Il Gateway Arch di Eero Saarinen

Storia di un arco scintillante e dei suoi precedenti iconografici

Vincitore nel 1947 del concorso per il Jefferson National Expansion Memorial a St. Louis nel Missouri con il progetto di un arco parabolico in acciaio inossidabile alto 192 metri, Eero Saarinen (figlio dei Eliel Saarinen, architetto di origini finlandesi) si guadagnò la sua meritata fama. Il Gateway Arch è un’opera interessante per la sua capacità di coniugare modernità e tradizione: da un lato, con il suo monumentalismo, cita l’archetipo romano dell’arco trionfale, dall’altro è una grande testimonianza tecnologica, occasione che sfuggì all’Italia del ventennio con il progetto mai realizzato dell’Arco Imperiale all’E42.
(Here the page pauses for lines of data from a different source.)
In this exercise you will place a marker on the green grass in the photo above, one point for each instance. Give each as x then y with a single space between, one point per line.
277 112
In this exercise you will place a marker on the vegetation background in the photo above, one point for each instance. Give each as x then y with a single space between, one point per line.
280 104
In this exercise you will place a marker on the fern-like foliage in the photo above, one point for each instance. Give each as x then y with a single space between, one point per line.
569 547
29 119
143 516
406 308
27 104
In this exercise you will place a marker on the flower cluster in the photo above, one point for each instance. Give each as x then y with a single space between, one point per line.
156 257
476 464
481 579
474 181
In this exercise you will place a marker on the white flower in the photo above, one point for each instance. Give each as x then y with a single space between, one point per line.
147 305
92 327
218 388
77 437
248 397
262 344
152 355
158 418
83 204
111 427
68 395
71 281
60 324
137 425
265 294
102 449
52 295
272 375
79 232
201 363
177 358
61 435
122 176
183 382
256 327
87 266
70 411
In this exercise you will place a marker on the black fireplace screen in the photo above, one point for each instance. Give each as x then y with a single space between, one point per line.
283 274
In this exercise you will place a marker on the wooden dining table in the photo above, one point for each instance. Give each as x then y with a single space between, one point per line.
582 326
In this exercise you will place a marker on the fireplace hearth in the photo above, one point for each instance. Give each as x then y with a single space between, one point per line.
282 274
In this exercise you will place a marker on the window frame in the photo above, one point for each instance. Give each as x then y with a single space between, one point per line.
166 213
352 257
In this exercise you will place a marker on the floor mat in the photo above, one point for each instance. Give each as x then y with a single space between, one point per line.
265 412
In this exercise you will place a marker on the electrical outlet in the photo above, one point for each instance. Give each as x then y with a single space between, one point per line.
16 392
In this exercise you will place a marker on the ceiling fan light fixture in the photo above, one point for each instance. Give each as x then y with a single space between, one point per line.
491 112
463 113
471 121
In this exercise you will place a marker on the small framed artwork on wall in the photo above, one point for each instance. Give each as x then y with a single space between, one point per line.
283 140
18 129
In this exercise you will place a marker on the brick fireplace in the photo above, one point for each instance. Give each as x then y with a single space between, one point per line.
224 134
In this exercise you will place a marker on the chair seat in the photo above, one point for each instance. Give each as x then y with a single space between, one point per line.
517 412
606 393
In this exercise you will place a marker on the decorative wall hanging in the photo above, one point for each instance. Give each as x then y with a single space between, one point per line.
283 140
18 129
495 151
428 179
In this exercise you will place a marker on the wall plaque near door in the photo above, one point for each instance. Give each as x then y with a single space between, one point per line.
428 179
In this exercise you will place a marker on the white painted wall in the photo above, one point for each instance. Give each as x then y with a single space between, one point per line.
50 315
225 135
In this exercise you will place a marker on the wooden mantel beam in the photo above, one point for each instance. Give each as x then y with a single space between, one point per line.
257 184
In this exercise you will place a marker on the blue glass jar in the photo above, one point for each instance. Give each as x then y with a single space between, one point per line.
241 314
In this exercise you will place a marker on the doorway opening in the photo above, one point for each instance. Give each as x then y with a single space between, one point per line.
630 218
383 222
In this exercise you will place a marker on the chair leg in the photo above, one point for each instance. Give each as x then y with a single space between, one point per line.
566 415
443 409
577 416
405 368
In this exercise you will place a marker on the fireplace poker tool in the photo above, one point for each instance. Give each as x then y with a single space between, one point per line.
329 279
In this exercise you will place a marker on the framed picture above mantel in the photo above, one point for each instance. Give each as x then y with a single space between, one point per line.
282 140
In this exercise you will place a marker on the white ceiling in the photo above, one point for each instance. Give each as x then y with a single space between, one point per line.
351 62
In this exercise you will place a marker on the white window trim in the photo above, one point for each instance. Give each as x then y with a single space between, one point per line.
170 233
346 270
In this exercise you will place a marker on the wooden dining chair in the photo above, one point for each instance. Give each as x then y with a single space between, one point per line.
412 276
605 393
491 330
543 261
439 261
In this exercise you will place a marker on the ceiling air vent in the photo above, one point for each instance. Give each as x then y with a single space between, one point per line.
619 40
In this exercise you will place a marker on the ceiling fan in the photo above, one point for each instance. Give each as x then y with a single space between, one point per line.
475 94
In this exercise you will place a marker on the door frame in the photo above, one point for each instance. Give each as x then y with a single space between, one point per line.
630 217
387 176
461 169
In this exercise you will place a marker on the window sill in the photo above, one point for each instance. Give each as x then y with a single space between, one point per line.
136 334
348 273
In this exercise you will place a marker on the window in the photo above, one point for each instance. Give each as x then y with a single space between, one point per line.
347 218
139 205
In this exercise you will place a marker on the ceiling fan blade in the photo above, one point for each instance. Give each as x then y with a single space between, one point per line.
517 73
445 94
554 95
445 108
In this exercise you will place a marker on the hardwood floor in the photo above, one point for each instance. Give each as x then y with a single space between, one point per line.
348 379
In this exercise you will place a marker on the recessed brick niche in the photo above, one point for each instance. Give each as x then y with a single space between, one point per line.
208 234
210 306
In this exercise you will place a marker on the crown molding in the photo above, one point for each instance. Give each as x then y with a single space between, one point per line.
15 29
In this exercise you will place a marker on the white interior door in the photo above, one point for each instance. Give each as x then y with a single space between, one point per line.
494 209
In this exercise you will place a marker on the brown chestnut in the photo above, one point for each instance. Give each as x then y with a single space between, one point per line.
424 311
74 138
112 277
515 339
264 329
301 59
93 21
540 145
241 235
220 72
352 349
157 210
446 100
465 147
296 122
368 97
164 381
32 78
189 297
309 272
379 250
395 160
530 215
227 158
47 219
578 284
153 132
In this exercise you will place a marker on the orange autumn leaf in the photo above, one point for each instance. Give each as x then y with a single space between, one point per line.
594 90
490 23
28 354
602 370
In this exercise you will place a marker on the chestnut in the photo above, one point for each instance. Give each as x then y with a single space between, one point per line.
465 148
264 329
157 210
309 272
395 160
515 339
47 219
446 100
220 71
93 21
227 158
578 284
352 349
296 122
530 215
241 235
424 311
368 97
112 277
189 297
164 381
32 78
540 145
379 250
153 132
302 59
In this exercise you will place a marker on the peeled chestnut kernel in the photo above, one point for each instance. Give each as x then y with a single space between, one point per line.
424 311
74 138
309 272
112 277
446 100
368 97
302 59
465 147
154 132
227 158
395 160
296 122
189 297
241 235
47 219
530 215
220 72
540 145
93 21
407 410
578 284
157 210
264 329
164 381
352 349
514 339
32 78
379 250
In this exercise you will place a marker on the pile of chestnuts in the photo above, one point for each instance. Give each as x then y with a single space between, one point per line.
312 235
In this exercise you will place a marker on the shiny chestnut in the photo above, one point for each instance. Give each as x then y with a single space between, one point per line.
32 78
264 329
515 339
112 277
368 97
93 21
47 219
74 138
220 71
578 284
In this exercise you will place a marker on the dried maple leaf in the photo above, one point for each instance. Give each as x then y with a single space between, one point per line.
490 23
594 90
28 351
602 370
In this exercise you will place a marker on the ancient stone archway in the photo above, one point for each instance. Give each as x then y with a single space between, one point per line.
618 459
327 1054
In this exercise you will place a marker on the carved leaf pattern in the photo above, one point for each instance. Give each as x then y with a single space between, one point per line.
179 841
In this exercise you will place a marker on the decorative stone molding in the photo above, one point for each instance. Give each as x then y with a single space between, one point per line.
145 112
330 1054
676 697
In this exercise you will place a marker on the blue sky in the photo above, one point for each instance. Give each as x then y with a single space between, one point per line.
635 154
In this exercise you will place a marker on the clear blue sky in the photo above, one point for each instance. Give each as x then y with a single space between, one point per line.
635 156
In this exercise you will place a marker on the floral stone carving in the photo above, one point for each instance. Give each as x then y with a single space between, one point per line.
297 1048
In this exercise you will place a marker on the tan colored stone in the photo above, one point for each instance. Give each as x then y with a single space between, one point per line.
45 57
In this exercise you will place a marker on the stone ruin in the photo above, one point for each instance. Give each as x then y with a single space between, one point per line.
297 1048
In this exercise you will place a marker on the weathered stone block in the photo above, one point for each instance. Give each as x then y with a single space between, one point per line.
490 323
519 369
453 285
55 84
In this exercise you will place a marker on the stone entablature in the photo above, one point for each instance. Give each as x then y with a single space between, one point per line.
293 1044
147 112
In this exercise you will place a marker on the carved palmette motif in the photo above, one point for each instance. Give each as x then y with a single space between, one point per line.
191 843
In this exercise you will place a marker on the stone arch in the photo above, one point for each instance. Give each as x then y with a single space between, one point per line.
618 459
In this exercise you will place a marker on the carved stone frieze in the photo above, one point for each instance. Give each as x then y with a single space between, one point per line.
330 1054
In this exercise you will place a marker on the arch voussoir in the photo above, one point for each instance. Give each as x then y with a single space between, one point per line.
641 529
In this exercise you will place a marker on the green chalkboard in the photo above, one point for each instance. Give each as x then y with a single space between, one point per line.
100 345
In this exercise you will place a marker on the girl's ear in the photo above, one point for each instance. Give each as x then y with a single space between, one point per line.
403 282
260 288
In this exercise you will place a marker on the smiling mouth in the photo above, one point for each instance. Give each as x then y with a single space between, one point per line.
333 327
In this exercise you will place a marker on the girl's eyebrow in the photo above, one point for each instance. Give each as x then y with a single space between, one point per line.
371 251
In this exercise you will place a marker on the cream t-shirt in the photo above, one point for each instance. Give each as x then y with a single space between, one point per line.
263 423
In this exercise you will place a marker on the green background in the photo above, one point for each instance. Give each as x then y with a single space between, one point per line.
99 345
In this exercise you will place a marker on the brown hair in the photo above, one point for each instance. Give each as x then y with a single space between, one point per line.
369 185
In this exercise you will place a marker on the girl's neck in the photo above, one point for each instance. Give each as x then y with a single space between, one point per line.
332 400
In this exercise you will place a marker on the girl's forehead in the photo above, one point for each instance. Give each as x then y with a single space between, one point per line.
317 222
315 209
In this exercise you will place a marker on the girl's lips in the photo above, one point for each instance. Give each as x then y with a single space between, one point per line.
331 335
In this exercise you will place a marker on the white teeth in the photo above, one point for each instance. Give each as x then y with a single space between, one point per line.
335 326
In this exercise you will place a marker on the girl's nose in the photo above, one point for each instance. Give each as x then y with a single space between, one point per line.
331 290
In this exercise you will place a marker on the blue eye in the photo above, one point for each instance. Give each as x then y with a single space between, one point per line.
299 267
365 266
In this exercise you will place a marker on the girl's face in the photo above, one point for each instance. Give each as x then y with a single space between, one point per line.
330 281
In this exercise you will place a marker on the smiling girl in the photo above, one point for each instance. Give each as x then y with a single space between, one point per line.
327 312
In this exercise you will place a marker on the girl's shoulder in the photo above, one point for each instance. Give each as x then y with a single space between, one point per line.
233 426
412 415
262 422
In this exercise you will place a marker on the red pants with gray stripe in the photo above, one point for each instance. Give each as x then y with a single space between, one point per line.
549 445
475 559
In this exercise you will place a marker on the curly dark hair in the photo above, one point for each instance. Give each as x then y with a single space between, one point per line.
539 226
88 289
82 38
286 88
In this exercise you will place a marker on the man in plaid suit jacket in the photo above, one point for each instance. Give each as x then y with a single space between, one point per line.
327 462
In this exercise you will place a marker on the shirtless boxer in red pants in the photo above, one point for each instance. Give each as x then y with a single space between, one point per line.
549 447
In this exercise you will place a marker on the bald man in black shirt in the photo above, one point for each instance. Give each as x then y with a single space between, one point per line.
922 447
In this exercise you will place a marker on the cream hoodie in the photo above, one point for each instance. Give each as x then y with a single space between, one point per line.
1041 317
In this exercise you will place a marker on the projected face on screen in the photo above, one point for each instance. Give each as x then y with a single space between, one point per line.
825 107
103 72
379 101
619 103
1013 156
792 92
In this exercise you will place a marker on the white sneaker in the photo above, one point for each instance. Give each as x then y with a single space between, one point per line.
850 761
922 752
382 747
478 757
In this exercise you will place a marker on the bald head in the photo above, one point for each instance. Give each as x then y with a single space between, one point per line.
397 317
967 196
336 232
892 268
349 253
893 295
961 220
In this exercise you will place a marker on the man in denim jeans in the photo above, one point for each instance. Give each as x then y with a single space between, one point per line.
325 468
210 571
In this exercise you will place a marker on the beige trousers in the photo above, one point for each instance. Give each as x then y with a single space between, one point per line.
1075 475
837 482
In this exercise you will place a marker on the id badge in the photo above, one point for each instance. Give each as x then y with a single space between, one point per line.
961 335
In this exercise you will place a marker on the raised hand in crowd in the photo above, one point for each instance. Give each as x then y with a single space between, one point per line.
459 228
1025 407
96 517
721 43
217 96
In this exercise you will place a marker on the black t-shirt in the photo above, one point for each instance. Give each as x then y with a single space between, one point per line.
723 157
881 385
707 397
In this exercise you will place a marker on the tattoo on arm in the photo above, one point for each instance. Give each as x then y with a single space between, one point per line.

Eero Saarinen, Gateway Arch Drawing – CSondi via Flickr

L’arco dell’E42, noto anche come Porta del Mare o Arco Libera, venne inizialmente progettato da Adalberto Libera per l’Esposizione Universale di Roma. Seguirono numerosi ripensamenti sul materiale da adottare e vennero prese in considerazione svariate proposte: Libera e Di Berardino suggerirono un arco in cemento armato, mentre Cirella, Covre, Ortensi e Pascoletti un arco in metallo. Poiché la struttura avrebbe dovuto essere dimostrazione di assoluta autarchia, i gruppi si accordarono e proposero un’opera in Lautal (lega in alluminio-rame-silicio), un metallo italiano nella sua totalità di produzione e, a differenza del cemento armato, facilmente recuperabile all’atto della demolizione. La luce avrebbe dovuto raggiungere i 330 metri, ma sebbene la lega fosse dotata di caratteristiche meccaniche simili a quelle dell’acciaio dolce, per una serie di criteri prudenziali e per non rinunciare alla costruzione di quello che sarebbe stato l’emblema dell’E42, il Duce decise di andare contro la politica autarchica optando per una struttura portante in acciaio e pareti esterne in lega di alluminio. Lo scoppio del secondo conflitto mondiale impedì di iniziare l’opera.

La forma dell’arco di Saarinen è quella di una “catenaria pesata capovolta” ovvero un coseno iperbolico che segue però dei parametri diversi rispetto a quelli di una catenaria classica. Le sezioni trasversali delle colonne sono triangoli equilateri che si restringono salendo in altezza, partendo dai 16 metri delle basi sino a giungere ai 5,2 metri in sommità.